Have you ever wondered how the gender pay gap in France, one of the highest in Europe, is in line with our values of Equality? If it was really normal that, in a secular republic that forbids the wearing of the veil by civil servants, we finance private religious schools and refuse the construction of mosques, that we accept to make schedules reserved for women in municipal swimming pools for Jewish associations but not for Muslim women?
Let’s go even further: the concept of freedom of expression in the United States is much broader than in France. A law against Holocaust denial, which shocks no one here, would be unthinkable there. There is no “better system”.

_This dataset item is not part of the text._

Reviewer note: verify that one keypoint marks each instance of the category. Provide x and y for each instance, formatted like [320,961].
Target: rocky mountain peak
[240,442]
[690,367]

To sum up, before accusing Morocco of hypocrisy and wanting to revolutionise it, we could apply a very Western proverb which has its roots in the Gospel and which recommends us to pay attention to the beam in our own eye before looking at the straw in the other’s…
Ramadan: the ultimate taboo?
Compared to many other prescriptions, the non-respect of Ramadan is one of the supreme taboos.

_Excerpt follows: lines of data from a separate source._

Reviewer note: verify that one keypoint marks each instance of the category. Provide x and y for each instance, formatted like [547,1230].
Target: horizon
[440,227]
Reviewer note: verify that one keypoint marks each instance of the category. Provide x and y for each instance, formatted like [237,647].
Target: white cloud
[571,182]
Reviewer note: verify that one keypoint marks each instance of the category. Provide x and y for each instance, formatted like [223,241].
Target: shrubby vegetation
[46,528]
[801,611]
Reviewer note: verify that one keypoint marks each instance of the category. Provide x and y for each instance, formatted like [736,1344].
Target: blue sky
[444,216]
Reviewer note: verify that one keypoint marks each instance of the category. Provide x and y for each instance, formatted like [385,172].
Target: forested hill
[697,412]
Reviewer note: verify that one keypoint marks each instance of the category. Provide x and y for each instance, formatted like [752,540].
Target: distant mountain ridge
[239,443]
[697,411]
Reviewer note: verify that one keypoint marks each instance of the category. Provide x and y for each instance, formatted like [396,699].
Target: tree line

Why is this so? Because it is a collective effort, we suffer together, but we also “enjoy” together: Ramadan is not only deprivation, it is also the breaking of the F’tour together, where we invite our neighbours, our friends.
It is a blessing to share the F’tour with someone…

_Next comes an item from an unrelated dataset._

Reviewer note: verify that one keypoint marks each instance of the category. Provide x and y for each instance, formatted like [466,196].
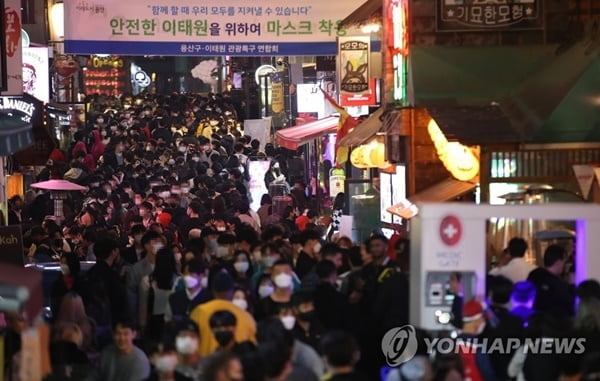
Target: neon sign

It’s a very special atmosphere. For those who are practising, it is really a month of spirituality, for those who are less practising, it is an opportunity in the year to be practising (like Easter for Christians) and to “catch up”, and for those who are not practising at all, it is also a time to share with all other Moroccans.
Ramadan is our Christmas. It is the memories of childhood, the good little dishes lovingly prepared by the mother and grandmother…
Yes, a large number of Moroccans leave the country during Ramadan to avoid the constraints. There is talk of three million… but the same number of MREs come back to Morocco to live it better than in Europe.
Ramadan is one of the five pillars of Islam. It is therefore much more important than wearing the veil, circumcision, or even the ban on alcohol or pork.
In my eyes as a non-Muslim, expressing a personal opinion, it is less serious not to observe Ramadan than not to do Zakat (almsgiving), another of the five pillars. As long as one does this discreetly (cf. not to shock). Indeed, by not doing the Zakat, one deprives someone (the poor) of something, whereas not fasting remains a purely personal sin. This theological exegesis remains a personal opinion… nevertheless if a Moroccan pisses you off a bit too much with Ramadan, you can always deviate the discussion on that 🙂
For a Moroccan, not respecting Ramadan is like a French player singing the national anthem of the opposing team during a World Cup game. Just to show you how important it is, and collective.
What if we focused on the good aspects?
A culture is a whole.
With the bad sides of this social pressure also come some very positive things, which are the charm of Morocco.
Moroccan Islam is also the one that organises the Festival of Sacred Music in Fez, an international meeting place that welcomes Apsara dances, Christian choirs and whirling dervishes.
A community also means mutual aid, and Muslim charity is real. Zakat is as important as Ramadan, the community supports the poor, neighbours help each other, Moroccan generosity is real (it decreases when Moroccans are very westernised).
Muslim values are also values of integrity and honesty. My practising Muslim clients are pearls who pay me on the nose, who trust me, clients like one would wish on anyone.
Living in a country is not about putting yourself in a little bubble where you can find your Ricard and your sausage, while banging your belly between expatriates, saying bad things about Moroccans. It is – theoretically – to love its culture, its daily life. If you live in Morocco and don’t like “the whole country”, you might as well not be there.